It looks like a join
will break multivalues. And I thought mvexpand
couldn't get any more dangerous or misleading than it already is.
This is the query:
index=wineventlog host=MYVEEAMHOST source="WinEventLog:Veeam Backup" EventCode=190 |
rex field=Message "(?i)^Backup job \'(?<snapshot>.+?)\'" | rex field=Message "(?i)^Backup job \'.*\' finished with (?<result>[^\.]+)" | rex field=snapshot "(?i)^(?<server>\d\S+)" | rex field=snapshot "(?i)^(?<datastore>ds-\S+)" |
join type=left datastore [search index=vmware-inv vm_name!="" datastores{}.name!="" earliest=-1d@d latest=@d | sort 0 - _time | dedup vm_name | mvexpand datastores{}.name | rename "datastores{}.name" AS datastore | stats values(vm_name) AS vms BY datastore] |
fillnull value="" | mvexpand vms | table server datastore vms _time snapshot Message
The subsearch inside the join, copied and pasted exactly into a separate search, works correctly and returns vms
as a mv field. The main search instead after the join returns vms
as a single string with whitespace between the values, e.g. 1ABC-ABC-DC1 1DEF-DEF-DC1 1DEF-DEF-DC2
Why...? I am not looking for a workaround as I can obviously solve with split
, I am looking for an answer.
RUN ANYWHERE CODE THAT HAS SAME ISSUE:
| makeresults | eval a="1" | join type=left a [| makeresults | eval a="1" | eval b="2" | append [| makeresults | eval a="1" | eval b="3"] | mvcombine b] | mvexpand b
So, first, if you want the left side of the join
to join to multiple records on the right side of the join, then you have to use the max=
parameter. Otherwise, the record on the left will join only to the first record that comes out of the right side.

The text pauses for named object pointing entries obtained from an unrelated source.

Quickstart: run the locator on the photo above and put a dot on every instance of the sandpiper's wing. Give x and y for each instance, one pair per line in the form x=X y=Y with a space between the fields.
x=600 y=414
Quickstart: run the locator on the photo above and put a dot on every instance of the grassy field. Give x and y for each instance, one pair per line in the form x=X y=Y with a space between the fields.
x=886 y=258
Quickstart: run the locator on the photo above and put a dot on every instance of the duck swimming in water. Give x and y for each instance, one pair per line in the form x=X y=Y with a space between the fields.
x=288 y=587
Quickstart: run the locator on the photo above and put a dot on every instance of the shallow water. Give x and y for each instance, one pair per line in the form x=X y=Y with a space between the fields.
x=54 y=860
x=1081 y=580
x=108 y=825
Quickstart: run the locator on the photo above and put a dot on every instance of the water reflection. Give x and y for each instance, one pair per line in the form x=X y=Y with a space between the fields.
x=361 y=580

Next, you are correct, a join will treat the multivalue records as if they are a single string.
| makeresults | eval a="1"
| join type=left a
[| makeresults | eval a="1" | eval b=mvappend("2","3") | eval binnercount=mvcount(b)]
| eval boutercount=mvcount(b)
In general, join
is one of the last join-type verbs that you go for. There are other verbs that do the same effect more efficiently. Here's an example of using stats
instead.
| makeresults | eval a="1", rectype="first"
| join type=left a
[| makeresults | eval a="1", rectype="second" | eval b=mvappend("2","3") | eval binnercount=mvcount(b) ]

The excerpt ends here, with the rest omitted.